Could someone intuitively explain to me Ohm's law?
I understand what voltage is and how it is the electric potential energy and that it is the integral of the electric field strength etc. I also understand that current is the rate at which charge flows at a specific point in the circuit, and I get that resistivity is the opposite of conductivity and that it's analogous to friction in some ways, but I cannot at all get the whole picture and connect the 3 together.
In addition to the other answers, here is something for the intuition:
$$V=RI$$
More "pressure" $V$ (more correctly: higher "pressure" difference from one side to the other) is required to keep the flow $I$ of charges constant when the flow is resisted by $R$. A thin wire has higher resistance than a thick wire, $R=\rho L/A$, analogous to a "bottleneck" in a traffic jam.
Think of plumbing for a close analogy. Voltage is how hard you are pushing, and current is how much flows. The relationship writes itself: why would you get more or less flow from the same pump? The measure of how much effort is used to get flow (it makes more sense as the reciprical: how much flows for a unit of effort) is the interesting property, and it's defined to fit in that relation exactly.
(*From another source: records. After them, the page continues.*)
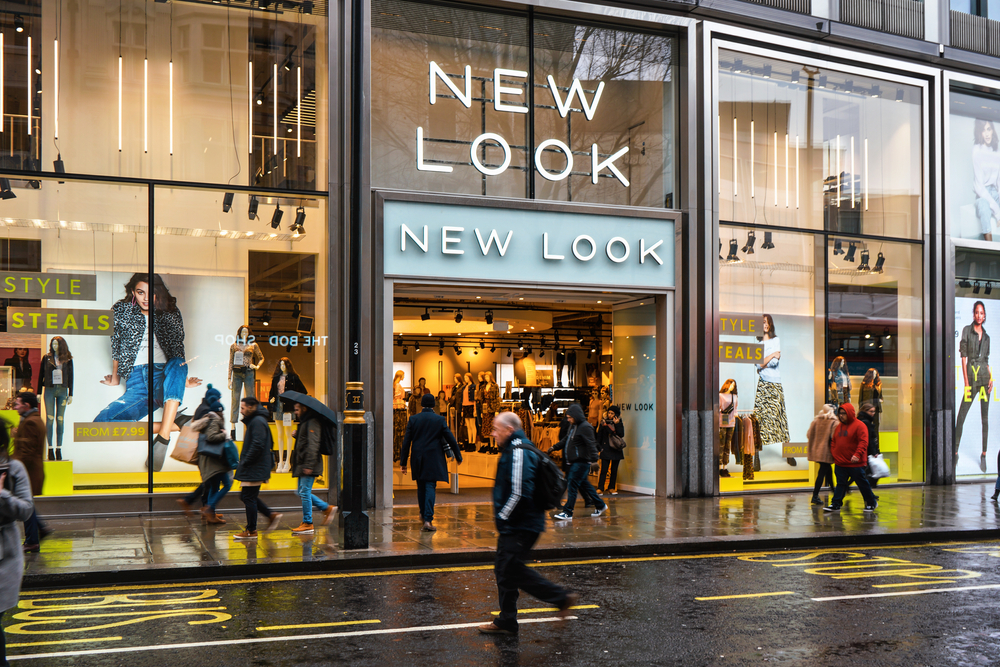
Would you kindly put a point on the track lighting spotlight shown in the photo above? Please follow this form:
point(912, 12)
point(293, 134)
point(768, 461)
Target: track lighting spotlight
point(849, 257)
point(863, 266)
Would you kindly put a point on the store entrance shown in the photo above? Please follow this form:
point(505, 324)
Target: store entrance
point(480, 351)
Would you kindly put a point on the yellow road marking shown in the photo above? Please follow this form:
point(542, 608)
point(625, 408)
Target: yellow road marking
point(66, 641)
point(474, 568)
point(540, 610)
point(749, 595)
point(315, 625)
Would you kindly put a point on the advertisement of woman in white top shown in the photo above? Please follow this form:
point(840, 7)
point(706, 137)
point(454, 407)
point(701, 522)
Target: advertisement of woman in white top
point(769, 401)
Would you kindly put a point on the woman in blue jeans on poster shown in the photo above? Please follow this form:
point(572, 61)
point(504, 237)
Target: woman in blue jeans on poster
point(168, 376)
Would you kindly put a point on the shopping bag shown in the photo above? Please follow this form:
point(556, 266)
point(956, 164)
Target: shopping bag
point(877, 467)
point(186, 449)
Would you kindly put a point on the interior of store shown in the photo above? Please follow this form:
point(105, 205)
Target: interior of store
point(484, 350)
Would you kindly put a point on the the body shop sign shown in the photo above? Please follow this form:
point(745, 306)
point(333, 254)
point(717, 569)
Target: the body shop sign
point(510, 96)
point(504, 244)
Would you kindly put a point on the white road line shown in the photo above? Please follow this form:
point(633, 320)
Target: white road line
point(899, 593)
point(263, 640)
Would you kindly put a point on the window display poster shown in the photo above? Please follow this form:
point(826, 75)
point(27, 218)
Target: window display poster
point(977, 401)
point(974, 172)
point(795, 405)
point(212, 310)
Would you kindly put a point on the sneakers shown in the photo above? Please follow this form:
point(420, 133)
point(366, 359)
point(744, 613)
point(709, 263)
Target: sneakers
point(274, 522)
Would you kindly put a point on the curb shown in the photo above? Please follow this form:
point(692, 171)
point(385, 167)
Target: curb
point(700, 545)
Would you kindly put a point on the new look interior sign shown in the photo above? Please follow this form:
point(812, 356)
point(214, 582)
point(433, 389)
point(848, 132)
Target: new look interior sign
point(442, 240)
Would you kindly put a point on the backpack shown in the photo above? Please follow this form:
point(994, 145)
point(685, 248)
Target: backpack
point(550, 483)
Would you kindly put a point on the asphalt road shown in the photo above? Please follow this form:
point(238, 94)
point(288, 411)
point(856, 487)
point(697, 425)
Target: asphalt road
point(928, 605)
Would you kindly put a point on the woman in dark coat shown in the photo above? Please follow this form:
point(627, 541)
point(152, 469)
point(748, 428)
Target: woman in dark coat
point(428, 433)
point(612, 423)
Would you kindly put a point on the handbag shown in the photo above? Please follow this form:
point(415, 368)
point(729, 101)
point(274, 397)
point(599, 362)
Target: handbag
point(186, 449)
point(877, 467)
point(213, 449)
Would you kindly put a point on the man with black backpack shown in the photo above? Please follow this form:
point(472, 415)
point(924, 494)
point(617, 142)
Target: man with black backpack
point(525, 485)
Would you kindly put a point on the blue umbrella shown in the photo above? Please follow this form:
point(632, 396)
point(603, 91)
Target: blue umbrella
point(311, 403)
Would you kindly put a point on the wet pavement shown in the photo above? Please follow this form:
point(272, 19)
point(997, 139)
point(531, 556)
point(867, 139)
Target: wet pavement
point(134, 548)
point(905, 605)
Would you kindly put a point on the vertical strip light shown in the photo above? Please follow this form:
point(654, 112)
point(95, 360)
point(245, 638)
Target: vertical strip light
point(274, 105)
point(298, 116)
point(55, 88)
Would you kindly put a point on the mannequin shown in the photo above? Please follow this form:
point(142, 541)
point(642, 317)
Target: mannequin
point(284, 379)
point(55, 381)
point(469, 406)
point(245, 358)
point(399, 418)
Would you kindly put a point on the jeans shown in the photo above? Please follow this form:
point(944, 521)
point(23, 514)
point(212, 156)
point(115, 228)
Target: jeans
point(984, 211)
point(824, 476)
point(244, 379)
point(847, 475)
point(426, 495)
point(55, 409)
point(248, 494)
point(613, 482)
point(512, 574)
point(308, 499)
point(168, 385)
point(577, 480)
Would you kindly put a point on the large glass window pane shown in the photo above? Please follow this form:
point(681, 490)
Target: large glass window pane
point(627, 81)
point(814, 148)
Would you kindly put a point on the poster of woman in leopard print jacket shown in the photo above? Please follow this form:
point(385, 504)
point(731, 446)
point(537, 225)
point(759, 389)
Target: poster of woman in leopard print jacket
point(130, 360)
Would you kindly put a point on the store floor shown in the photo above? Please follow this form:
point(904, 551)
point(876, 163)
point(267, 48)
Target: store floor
point(111, 548)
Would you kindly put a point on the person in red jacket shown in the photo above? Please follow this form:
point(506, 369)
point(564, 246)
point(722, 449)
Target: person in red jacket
point(849, 447)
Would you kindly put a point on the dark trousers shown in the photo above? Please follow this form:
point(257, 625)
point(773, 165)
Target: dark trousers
point(248, 494)
point(514, 576)
point(33, 528)
point(577, 481)
point(604, 472)
point(844, 478)
point(984, 409)
point(824, 476)
point(426, 494)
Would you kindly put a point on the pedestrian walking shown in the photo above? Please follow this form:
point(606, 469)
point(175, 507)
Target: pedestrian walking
point(869, 417)
point(29, 449)
point(611, 453)
point(215, 478)
point(429, 436)
point(580, 449)
point(255, 466)
point(307, 465)
point(15, 505)
point(850, 455)
point(819, 434)
point(519, 523)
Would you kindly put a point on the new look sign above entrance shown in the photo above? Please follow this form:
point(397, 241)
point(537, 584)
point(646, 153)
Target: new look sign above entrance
point(502, 244)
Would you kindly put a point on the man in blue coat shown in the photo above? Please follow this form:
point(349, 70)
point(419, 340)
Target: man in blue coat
point(429, 435)
point(519, 523)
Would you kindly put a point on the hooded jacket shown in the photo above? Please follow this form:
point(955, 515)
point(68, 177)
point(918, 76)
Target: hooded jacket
point(850, 439)
point(819, 433)
point(580, 443)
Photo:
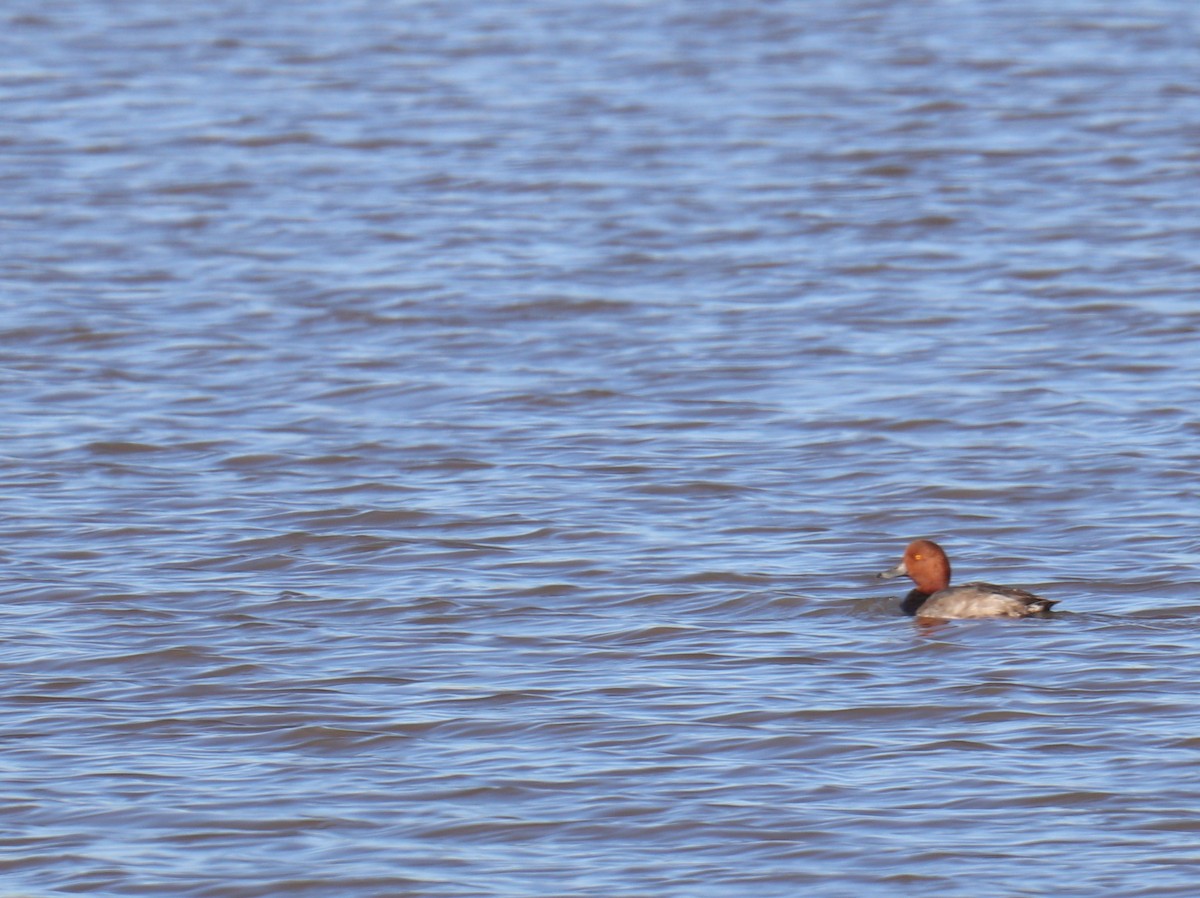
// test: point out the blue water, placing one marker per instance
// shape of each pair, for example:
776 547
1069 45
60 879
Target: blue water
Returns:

Conductivity is how much current flows for a unit voltage. It's defined by that observation. The blockage, friction, constriction, or whatnot of the pipe makes less flow for the same effort. E.g. a narrow pipe, or a curved section of corrigated pipe, will have a higher resistance.
Have you looked at Drude's model? I was taught something like that back at school and have kept it in mind as a intuitive way of understanding it.
We want to understand why the current (rate of flow of charge) should be linear with the potential difference.
The Drude idea is, as you noted, related to friction.
Firstly, the EM field is linear in the potential difference. This generates a force on the electrons in the conductor.
The electrons then accelerate with the field. Were their path unimpeded they would constantly accelerate. Instead, they 'collide' with atoms in the structure of the conductor and 'bounce' off. In steady state, the rate of specific impulse transferred from bounces has to balance the force due to the EM field.
The key observation by Drude is that the velocity of the electron at the time of collision will be directly proportional to the strength of the field.
Please be clear that this is only an intuitive model, albeit one that gives surprising insight despite being fairly crude.
If you go in depth of resistivity, it will be easy to get through the point. Voltage is the reason for the movements (flow) of electrons that produce current (charge divided by time). If you have many electrons and atoms in the way (like barriers, like when you are running in a crowd!) they reduce the rate of charge flow. Now it is clear that if there are more barriers (depends on things like the geometry, shape, material) you will get less current.
If you set up a circuit with any component (not just resistors) connected to a voltage source, you will find out that the current which will flow through the component depends on the voltage. In most cases, the higher the voltage the higher the current you will get.
Conversely, you can ask: how large a voltage does it take to get a certain current through the component? Again, this depends on the current you want to flow through through the component. To get small currents, small voltages suffice. For large currents, you need large voltages.
This qualitative observation is what almost all electrical components have in common. But examining the situation quantitavely will lead to this kind of question: How many volts do I need per ampere to have my desired current flow through the component. The answer depends on the component, and the physical quantity is called resistance.
Example: a two ohms resistor. Two ohms means you need two volts per ampere. So if you want 10 amperes to flow through the resistor you need 20 Volts.
I've always looked at it as an analogy to a "drop in potential energy". ${M*g*H}$ is the potential energy of a mass that is held a distance $H$ above the ground. If it drops halfway, it then has half the potential energy.
If the current passes through a resistor, the voltage drop or "potential energy drop" is equal to $I*R$. You now have less "driving force" to push the desired current through the next resistor if there is one.
In other words, the battery can only push so much current through the existing resistor system.
This illustration uses a pipe filled with water to represent a wire conducting electricity.
Amps, aka current, can be thought of as volume of water and is controlled by the size of the wire (or tube here, represented as ohms aka resistance). Volts would be the water pressure, or intensity of electricity.
So a wire's size limits the amps, just as a pipe's size limits water.